More than three million young people supported in 35 countries with more than 150 projects - that is the positive result of the work done by Laureus Sport for Good. The worldwide social projects encourage children and adolescents to quit the street and become involved in one of many sporting activities such as football, kickboxing or, in this case, skateboarding and surfing.
"When you stand on a skateboard, you want to do something with it," says an enthusiastic Charl Jensel, project manager for the Laureus Indigo Youth Movement in South Africa. "You see a fantastic trick and want to try it for yourself. Hey, that gives you something to aim for. You become addicted to it, and there is no way back to your previous life." Charl Jensel knows what it means to mix with the wrong people out on the streets. Nonetheless he has gone his own way. He is now 28, and has left those days behind him. He devotes all his energy to the Indigo Youth Movement project. He wanted to give his "community" - that is what village associations in South Africa call themselves - the tools to devote themselves to a project with discipline and enjoyment, and in this way try above all to prevent young people from having contact with criminals. Through skating, young kids start to see new perspectives and goals for which it is worth working hard.
Project "Indigo Youth Movement"
The Skate Camp in the center of Isithumba, a Zulu village in the Valley of a Thousand Hills near Durban, attracts international visitors. And that was precisely the aim when Dallas Oberholzer founded the Camp in 2001. He wanted to attract the younger village inhabitants to skateboarding, and at the same time create a meeting place for locals and visitors. 15 years later we can say: mission accomplished. Today the common language in the immediate surroundings of the Zulu community is English. Also in the small teashop, which now attracts numerous visitors and generates its own profit. Soon there will be jobs for further village inhabitants there. The language barriers originally perceived by the kids have also disappeared, and they are no longer shy.
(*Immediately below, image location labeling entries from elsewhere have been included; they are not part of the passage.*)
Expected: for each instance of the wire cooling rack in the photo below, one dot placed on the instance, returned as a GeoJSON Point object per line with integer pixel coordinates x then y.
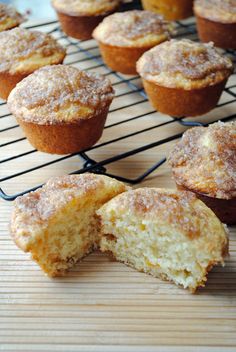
{"type": "Point", "coordinates": [19, 160]}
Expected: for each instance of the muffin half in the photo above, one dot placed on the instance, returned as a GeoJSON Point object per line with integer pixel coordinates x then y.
{"type": "Point", "coordinates": [22, 52]}
{"type": "Point", "coordinates": [9, 17]}
{"type": "Point", "coordinates": [204, 162]}
{"type": "Point", "coordinates": [61, 109]}
{"type": "Point", "coordinates": [165, 233]}
{"type": "Point", "coordinates": [184, 78]}
{"type": "Point", "coordinates": [171, 9]}
{"type": "Point", "coordinates": [124, 37]}
{"type": "Point", "coordinates": [78, 18]}
{"type": "Point", "coordinates": [57, 224]}
{"type": "Point", "coordinates": [216, 22]}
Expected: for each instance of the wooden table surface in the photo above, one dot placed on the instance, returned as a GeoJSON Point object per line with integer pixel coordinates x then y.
{"type": "Point", "coordinates": [102, 305]}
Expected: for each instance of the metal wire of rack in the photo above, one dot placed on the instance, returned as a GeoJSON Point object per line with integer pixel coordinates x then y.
{"type": "Point", "coordinates": [85, 55]}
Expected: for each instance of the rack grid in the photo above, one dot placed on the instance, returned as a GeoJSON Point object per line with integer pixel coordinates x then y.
{"type": "Point", "coordinates": [85, 55]}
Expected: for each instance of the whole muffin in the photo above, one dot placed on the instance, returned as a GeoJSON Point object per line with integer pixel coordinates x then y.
{"type": "Point", "coordinates": [171, 9]}
{"type": "Point", "coordinates": [9, 17]}
{"type": "Point", "coordinates": [124, 37]}
{"type": "Point", "coordinates": [22, 52]}
{"type": "Point", "coordinates": [216, 21]}
{"type": "Point", "coordinates": [78, 18]}
{"type": "Point", "coordinates": [61, 109]}
{"type": "Point", "coordinates": [184, 78]}
{"type": "Point", "coordinates": [204, 162]}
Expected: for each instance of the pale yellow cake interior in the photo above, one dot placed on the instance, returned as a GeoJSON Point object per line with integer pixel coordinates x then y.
{"type": "Point", "coordinates": [152, 241]}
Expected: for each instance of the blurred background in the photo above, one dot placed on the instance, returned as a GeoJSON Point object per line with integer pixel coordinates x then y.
{"type": "Point", "coordinates": [35, 9]}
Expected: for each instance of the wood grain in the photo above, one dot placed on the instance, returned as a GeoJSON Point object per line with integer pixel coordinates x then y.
{"type": "Point", "coordinates": [102, 305]}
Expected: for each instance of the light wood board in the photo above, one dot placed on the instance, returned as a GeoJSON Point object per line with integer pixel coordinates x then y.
{"type": "Point", "coordinates": [102, 305]}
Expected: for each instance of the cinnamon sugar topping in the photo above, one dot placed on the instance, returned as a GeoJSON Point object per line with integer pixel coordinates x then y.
{"type": "Point", "coordinates": [85, 7]}
{"type": "Point", "coordinates": [122, 28]}
{"type": "Point", "coordinates": [60, 93]}
{"type": "Point", "coordinates": [177, 62]}
{"type": "Point", "coordinates": [19, 44]}
{"type": "Point", "coordinates": [179, 209]}
{"type": "Point", "coordinates": [223, 11]}
{"type": "Point", "coordinates": [204, 160]}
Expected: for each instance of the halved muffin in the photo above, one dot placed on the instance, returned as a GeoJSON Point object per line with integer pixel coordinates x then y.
{"type": "Point", "coordinates": [57, 224]}
{"type": "Point", "coordinates": [78, 18]}
{"type": "Point", "coordinates": [61, 109]}
{"type": "Point", "coordinates": [204, 162]}
{"type": "Point", "coordinates": [168, 234]}
{"type": "Point", "coordinates": [184, 78]}
{"type": "Point", "coordinates": [22, 52]}
{"type": "Point", "coordinates": [171, 9]}
{"type": "Point", "coordinates": [216, 22]}
{"type": "Point", "coordinates": [9, 17]}
{"type": "Point", "coordinates": [124, 37]}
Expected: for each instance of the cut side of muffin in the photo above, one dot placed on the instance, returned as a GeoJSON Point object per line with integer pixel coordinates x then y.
{"type": "Point", "coordinates": [57, 224]}
{"type": "Point", "coordinates": [168, 234]}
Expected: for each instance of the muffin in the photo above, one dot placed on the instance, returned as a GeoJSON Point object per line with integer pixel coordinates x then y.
{"type": "Point", "coordinates": [61, 109]}
{"type": "Point", "coordinates": [171, 9]}
{"type": "Point", "coordinates": [216, 21]}
{"type": "Point", "coordinates": [9, 17]}
{"type": "Point", "coordinates": [22, 52]}
{"type": "Point", "coordinates": [184, 78]}
{"type": "Point", "coordinates": [57, 224]}
{"type": "Point", "coordinates": [204, 162]}
{"type": "Point", "coordinates": [78, 18]}
{"type": "Point", "coordinates": [124, 37]}
{"type": "Point", "coordinates": [168, 234]}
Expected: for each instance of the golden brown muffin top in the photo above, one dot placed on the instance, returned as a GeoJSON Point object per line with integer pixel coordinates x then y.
{"type": "Point", "coordinates": [223, 11]}
{"type": "Point", "coordinates": [204, 160]}
{"type": "Point", "coordinates": [180, 210]}
{"type": "Point", "coordinates": [33, 211]}
{"type": "Point", "coordinates": [19, 44]}
{"type": "Point", "coordinates": [184, 64]}
{"type": "Point", "coordinates": [85, 7]}
{"type": "Point", "coordinates": [60, 94]}
{"type": "Point", "coordinates": [133, 28]}
{"type": "Point", "coordinates": [9, 17]}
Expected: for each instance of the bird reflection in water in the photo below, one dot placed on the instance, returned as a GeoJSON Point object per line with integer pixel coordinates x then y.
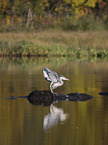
{"type": "Point", "coordinates": [55, 115]}
{"type": "Point", "coordinates": [46, 98]}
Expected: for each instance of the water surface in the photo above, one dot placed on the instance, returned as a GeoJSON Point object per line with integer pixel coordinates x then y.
{"type": "Point", "coordinates": [71, 123]}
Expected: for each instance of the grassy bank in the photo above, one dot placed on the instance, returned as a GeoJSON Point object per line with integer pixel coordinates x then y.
{"type": "Point", "coordinates": [55, 43]}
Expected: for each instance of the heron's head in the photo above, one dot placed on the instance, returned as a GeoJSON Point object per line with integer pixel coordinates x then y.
{"type": "Point", "coordinates": [63, 78]}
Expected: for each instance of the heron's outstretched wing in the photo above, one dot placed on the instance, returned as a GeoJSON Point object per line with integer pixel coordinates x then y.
{"type": "Point", "coordinates": [50, 75]}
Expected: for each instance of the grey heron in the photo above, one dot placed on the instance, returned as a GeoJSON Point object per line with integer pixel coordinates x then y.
{"type": "Point", "coordinates": [52, 77]}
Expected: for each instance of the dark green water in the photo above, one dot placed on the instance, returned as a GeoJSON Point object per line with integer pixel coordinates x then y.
{"type": "Point", "coordinates": [72, 123]}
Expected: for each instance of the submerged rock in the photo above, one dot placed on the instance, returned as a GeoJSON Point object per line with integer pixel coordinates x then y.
{"type": "Point", "coordinates": [46, 98]}
{"type": "Point", "coordinates": [103, 93]}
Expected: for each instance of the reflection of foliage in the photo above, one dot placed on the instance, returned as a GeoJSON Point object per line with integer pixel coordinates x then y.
{"type": "Point", "coordinates": [22, 121]}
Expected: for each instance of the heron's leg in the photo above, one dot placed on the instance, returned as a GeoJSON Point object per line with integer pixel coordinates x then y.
{"type": "Point", "coordinates": [51, 88]}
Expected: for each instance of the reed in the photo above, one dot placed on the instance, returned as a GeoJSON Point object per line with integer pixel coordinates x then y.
{"type": "Point", "coordinates": [55, 43]}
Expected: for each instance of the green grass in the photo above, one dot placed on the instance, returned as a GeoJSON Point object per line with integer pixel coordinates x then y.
{"type": "Point", "coordinates": [55, 43]}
They believe in themselves, and are living their dream.
Skateboarding above all means freedom – not thinking about anything, going with the flow and enjoying the moment. Waiting for what is to come. And plenty of good things can indeed come - as in the case of Thalente Bileya. The first name "Thalente" is Zulu for "The talented or gifted one". At the age of nine Thalente was homeless, wanted to escape difficult family circumstances with no future prospects and was offered errands in the street that were not exactly legal. But Thalente decided otherwise. He concentrated solely on his skateboard, and forgot the bad experiences on the streets of Durban. He spent many hours in the "Pipe", the skateboard track. That has paid off. Today he is a member of a professional skating team and lives in Los Angeles. He has made it, and he wants other kids to make it too. That is why he coaches young skaters and occasionally works together with Charl Jensel in the Indigo Youth Movement project.
Project "Waves for Change"
The "Waves for Change" project has similar aims. As the name implies, Waves for Change is all about surfing. Joining a sporting community enables children and adolescents to establish new contacts. Often they are even a replacement for a family. The project also seeks to educate kids about the dangers of HIV and Aids. Another aim is to motivate the adolescents to have HIV checks. After the Waves for Change project presentation in the local schools, the young people can register and have the test performed in the local HIV clinics. The course has ten units and gives both theoretical knowledge about surfboards and preventive knowledge related to HIV. And at the end of a long learning day, it's off to ride the waves. The experience of feeling free. Gradually opening a door to a new life.